Optimal zvol configuration for Debian VM guests performance

nickt

Contributor
Joined
Feb 27, 2015
Messages
131
Hi all,

I'd appreciate some guidance on the best way to configure zvols and disks for optimal Debian guest performance.

TL;DR: I am forming the view that:
  • LVM + bhyve is a bad mix
  • zvols defined for VM storage should have sync writes enforced, but it hammers performance, so I don't want to do it
It would be great to get some thoughts.

My FreeNAS box has a number of VMs, first deployed in FreeNAS 9.10, using iohyve. These are running Debian guests, and - in the main - host services deployed in Docker containers. They work fantastically well, although at times, disk performance has not been wonderful. For the most part, this hasn't bothered me - per my signature, I have a well spec'd FreeNAS box, and light demand - more than 2 concurrent users of any service at any one time is uncommon. But I've decided it's time to dig into performance.

One of the key things I've noticed is that relatively modest disk activity on one VM can lead to significant iowait impacts on all VMs. What I often see is a big write completes on the guest, but the iowait impact on all VMs persists for some time after the write has finished (10 - 15 seconds). In these cases, iowait can exceed 50%, sometimes even as far as 90% or more, which obviously has nasty impacts on VM performance.
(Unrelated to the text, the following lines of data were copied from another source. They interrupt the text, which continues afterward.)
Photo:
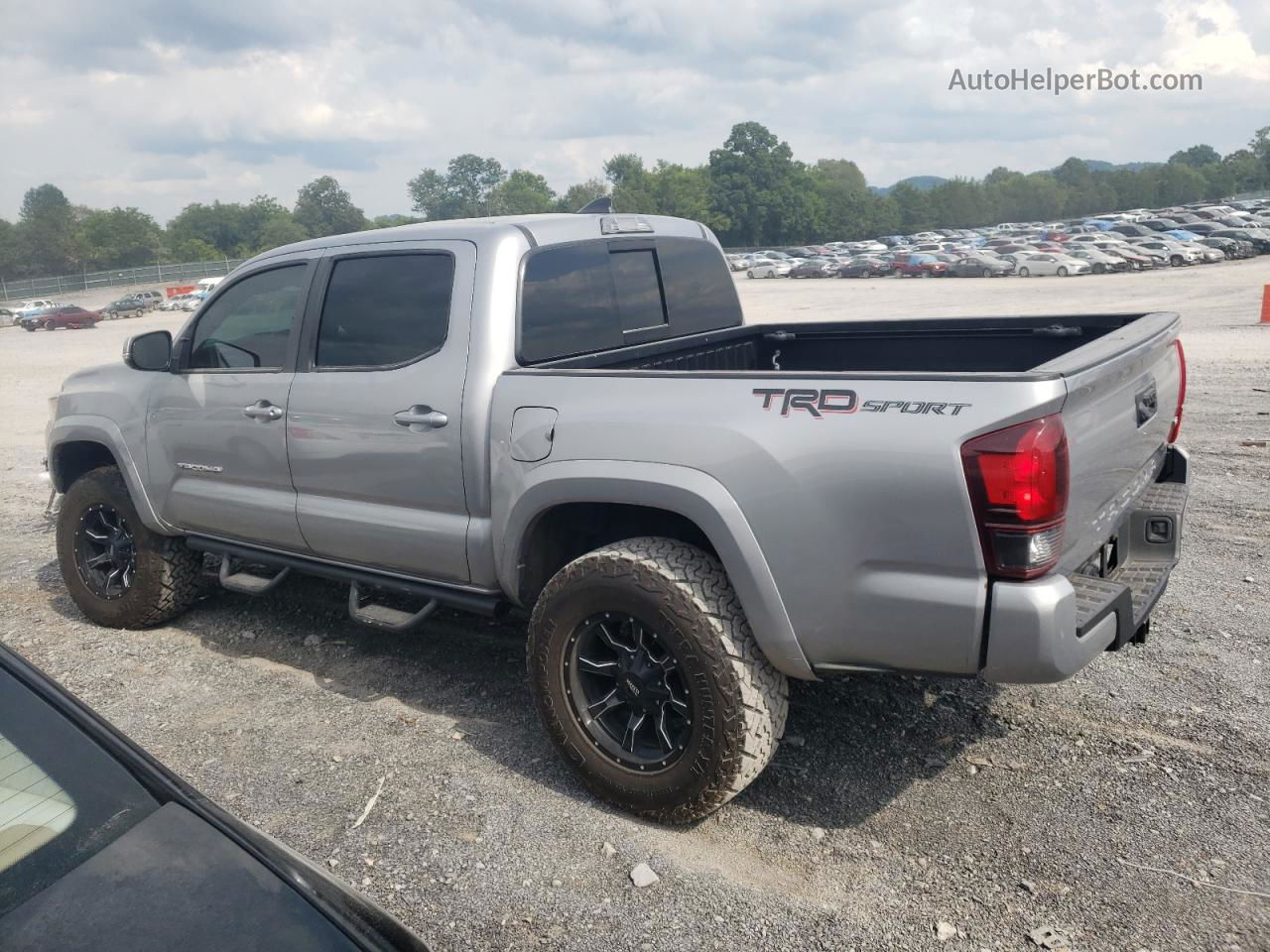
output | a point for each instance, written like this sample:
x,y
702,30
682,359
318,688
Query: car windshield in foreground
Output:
x,y
63,798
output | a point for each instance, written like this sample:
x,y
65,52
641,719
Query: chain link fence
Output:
x,y
155,275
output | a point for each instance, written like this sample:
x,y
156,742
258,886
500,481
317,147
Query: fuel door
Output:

Most of my Debian VMs were setup using iohyve under FN 9.10, which means a zvol was automatically configured. Debian was built using the installer's default partitioning scheme and LVM (I wanted the ability to expand disks in the future). More recently, I have started building a new VM using the FreeNAS 11.2 GUI, which also gets the latest Debian (buster).

My performance testing is a little simplistic, but is seems to be sufficient to reveal big differences. I am doing a large sequential (1GB) write using dd. Typically:

Code:
 ~$ dd bs=1024 count=1048576 </dev/urandom >test.dd2

So I've done this simple test in a bunch of different configurations. Here's what I found:

FlavourBuilt withDisk driverFormatSync writesWrite speediowait impact
FreeNAS 11.2-U8--zfsstandard90 MB/slight
Debian 8.8iohyve? (iohyve assigned)zvol / LVM / ext4standard12 MB/snil
Debian 9.5 iohyve? (iohyve assigned)zvol / LVM / ext4standard40 MB/sheavy
Debian 10FreeNAS 11.2 GUIvirtiozvol / LVM / ext4standard44 MB/sheavy
Debian 10FreeNAS 11.2 GUIvirtiozvol / ext4always10 MB/snil
Debian 10FreeNAS 11.2 GUIvirtiozvol / ext4standard160 MB/slight

What stands out for me:
  • Newer Debians are better than older Debians
  • LVM seems to be directly responsible for heavy iowait impacts
  • Sync writes destroy performance
Now I have read that VM storage really should have sync writes enforced. Sync writes protect from data loss following some bad event (power failure, component failure, ...); if a bad event happens, the VM may not come up again. OK. But sync writes smash performance and it's interesting to me that neither the iohyve tool in FN 9.10 or the GUI tool in FN 11.2 configure sync writes when they automagically define a zvol / disk for guest storage.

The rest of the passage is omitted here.